The Obama administration’s intelligence team is taking shape. So far, we've got the names of five people tapped for the transition team.
Top of the list from our intelligence community source is John Brennan, an early supporter of Obama's and one of his foreign policy advisors. Brennan's resume stands rock solid. He was director of the National Counterterrorism Center and is the chairman of the Intelligence and National Security Alliance, a Washington advocacy group for the intelligence community.
Next on the list was retired Army Maj. Gen. Bob Harding, former director of operations at the Defense Intelligence Agency and deputy to the Army's Chief of Intelligence.

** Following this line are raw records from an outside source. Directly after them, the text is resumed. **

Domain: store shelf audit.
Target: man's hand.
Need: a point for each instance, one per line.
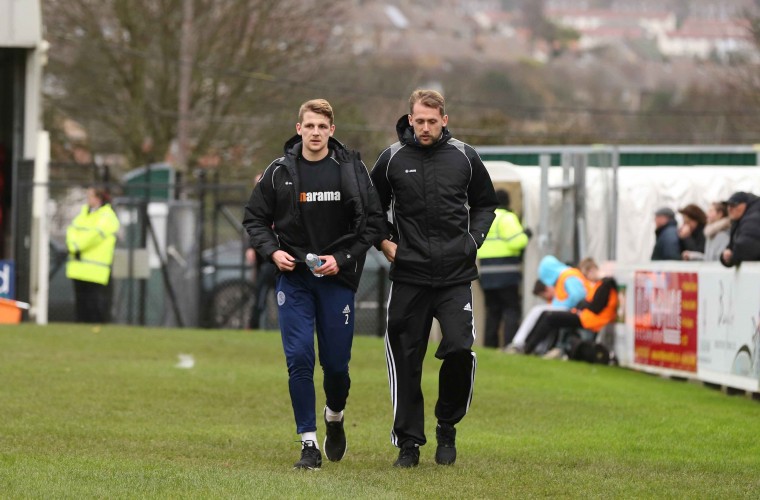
(250, 256)
(329, 267)
(389, 250)
(728, 255)
(283, 260)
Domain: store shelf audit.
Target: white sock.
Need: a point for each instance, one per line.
(310, 436)
(332, 416)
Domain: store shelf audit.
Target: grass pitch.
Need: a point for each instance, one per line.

He is now head of his own firm, Harding Security Associates.
Women figure prominently on the Obama list. Jami Miscik, is being touted as the co-leader -- with Brennan -- of the intel transition team. The former deputy director for intelligence at CIA, she is now global head of sovereign risk at Lehman Brothers. Miscik led the agency's analysts when they produced the infamous National Intelligence Estimate concluding that Saddam Hussein's Iraq probably possessed weapons of mass destruction.
Another woman, Jennifer Sims, is on the list. Sims was the State Department's first coordinator for intelligence resources (1998-2001) and planning and is now Georgetown University's highly regarded director of intelligence studies. Before working at the State Department, Sims was a professional staff member on the Senate Select Committee on Intelligence Committee and an aide to former Sen. John Danforth (R-Mo.).
The last name we've got is that of Caryn Wagner, budget director of the House Permanent Select Committee on Intelligence. She was chief financial officer for the Director of National Intelligence and she serves on the board with Brennan at the Intelligence and National Security Alliance.